I remember the overwhelming urgency to figure things out. Questions swirled relentlessly in my mind: Is this it? Is this what my life is supposed to be? Is this how I want things to look when I’m 60? I couldn’t shake the feeling that there was something more waiting for me—something beyond the routines and expectations I’d been living up to. 

 

So, I began asking myself the hard questions. I examined my choices, the compromises I had accepted, and the dreams I had set aside. It wasn’t an easy process. It was uncomfortable and, at times, felt as though I was unraveling. Yet, through this challenging journey, I discovered a deeper understanding of myself, my values, and what truly mattered to me.  

 

That life review became a turning point. It gave me the clarity to let go of what no longer served me and start building an authentic and fulfilling life. I realized it’s never too late to make changes, to shift direction, and to live with intention. 

 

And that’s what I want for you, too. As you embark on your own life review, remember: this is your opportunity to reclaim your story and redefine what success and happiness mean to you. 

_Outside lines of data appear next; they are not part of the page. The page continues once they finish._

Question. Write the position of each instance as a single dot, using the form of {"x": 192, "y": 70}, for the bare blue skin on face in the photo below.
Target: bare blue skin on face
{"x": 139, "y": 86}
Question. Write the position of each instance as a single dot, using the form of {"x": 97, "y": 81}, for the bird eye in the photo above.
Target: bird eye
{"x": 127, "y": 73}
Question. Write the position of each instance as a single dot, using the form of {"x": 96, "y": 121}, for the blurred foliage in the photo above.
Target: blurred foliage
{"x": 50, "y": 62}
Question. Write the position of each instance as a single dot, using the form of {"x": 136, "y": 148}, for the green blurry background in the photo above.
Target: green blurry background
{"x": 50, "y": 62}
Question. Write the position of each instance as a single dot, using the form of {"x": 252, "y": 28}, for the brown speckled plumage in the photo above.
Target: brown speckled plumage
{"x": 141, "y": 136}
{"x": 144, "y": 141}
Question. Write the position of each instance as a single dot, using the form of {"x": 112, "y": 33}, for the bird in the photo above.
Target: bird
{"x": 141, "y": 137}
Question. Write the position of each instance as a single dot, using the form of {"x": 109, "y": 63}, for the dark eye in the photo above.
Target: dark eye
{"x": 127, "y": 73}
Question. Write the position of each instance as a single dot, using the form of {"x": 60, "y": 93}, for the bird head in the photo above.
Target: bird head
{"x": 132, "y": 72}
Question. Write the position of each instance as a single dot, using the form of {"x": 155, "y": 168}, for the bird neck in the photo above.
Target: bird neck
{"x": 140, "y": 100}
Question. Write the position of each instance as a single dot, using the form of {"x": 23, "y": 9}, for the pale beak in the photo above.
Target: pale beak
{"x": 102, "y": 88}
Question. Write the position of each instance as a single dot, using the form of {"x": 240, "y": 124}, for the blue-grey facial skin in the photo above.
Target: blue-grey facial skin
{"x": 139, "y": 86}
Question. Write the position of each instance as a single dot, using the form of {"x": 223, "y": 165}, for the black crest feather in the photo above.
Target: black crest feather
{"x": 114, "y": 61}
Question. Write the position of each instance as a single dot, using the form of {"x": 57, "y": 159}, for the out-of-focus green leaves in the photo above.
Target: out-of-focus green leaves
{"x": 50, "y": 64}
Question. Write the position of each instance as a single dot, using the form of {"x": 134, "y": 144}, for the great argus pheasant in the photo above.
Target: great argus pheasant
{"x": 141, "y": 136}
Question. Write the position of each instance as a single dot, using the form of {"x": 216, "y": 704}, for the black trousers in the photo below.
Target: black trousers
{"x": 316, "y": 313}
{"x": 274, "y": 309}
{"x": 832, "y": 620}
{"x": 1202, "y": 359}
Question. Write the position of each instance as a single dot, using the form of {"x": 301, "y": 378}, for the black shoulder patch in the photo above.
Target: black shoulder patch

   ___________________________________________________________________________________________________________________________________

  

An Activity to Guide Your Life Review 

To help you navigate your own life review and uncover what’s truly important, I’ve created a simple, reflective exercise for you to journal about: 

  1. Reflect on Your Life Story —Write down the major events of your life so far. What were the high points? The low points? Look for patterns and recurring themes. This exercise will help you recognize the decisions that have shaped your journey. 
  2. Identify Your Core ValuesConsider what matters most to you. Is it family, career, creativity, health, or community? Write down your core values and reflect on how well your life aligns with them. This will highlight areas where adjustments might be needed. (We’ll explore core values more deeply later in the book.) 
  3. Assess Your Current LifeDivide your life into key areas: career, relationships (romantic, friends, and family), personal growth, health, spirituality, and leisure. Rate your satisfaction in each area on a scale of 1 to 10. This provides a clear picture of where you’re thriving and where your energy might be if you are directed better. 
  4. Envision Your FutureImagine yourself at 60, 70, or 80 years old. What do you want your life to look like? How do you want to feel? What legacy do you hope to leave? Write a letter to your future self, describing the life you dream of living and the values that guide you. 
  5. Set IntentionsBased on your reflections, set a few intentions or goals for the next phase of your life. Ensure these align with your core values and your vision for the future. These goals don’t have to be monumental; even small, meaningful changes can bring you closer to your desired life. 

By engaging in this life review, you’re giving yourself the invaluable gift of clarity. This is your chance to realign with what truly matters and begin making choices leading to a more fulfilling, purposeful life.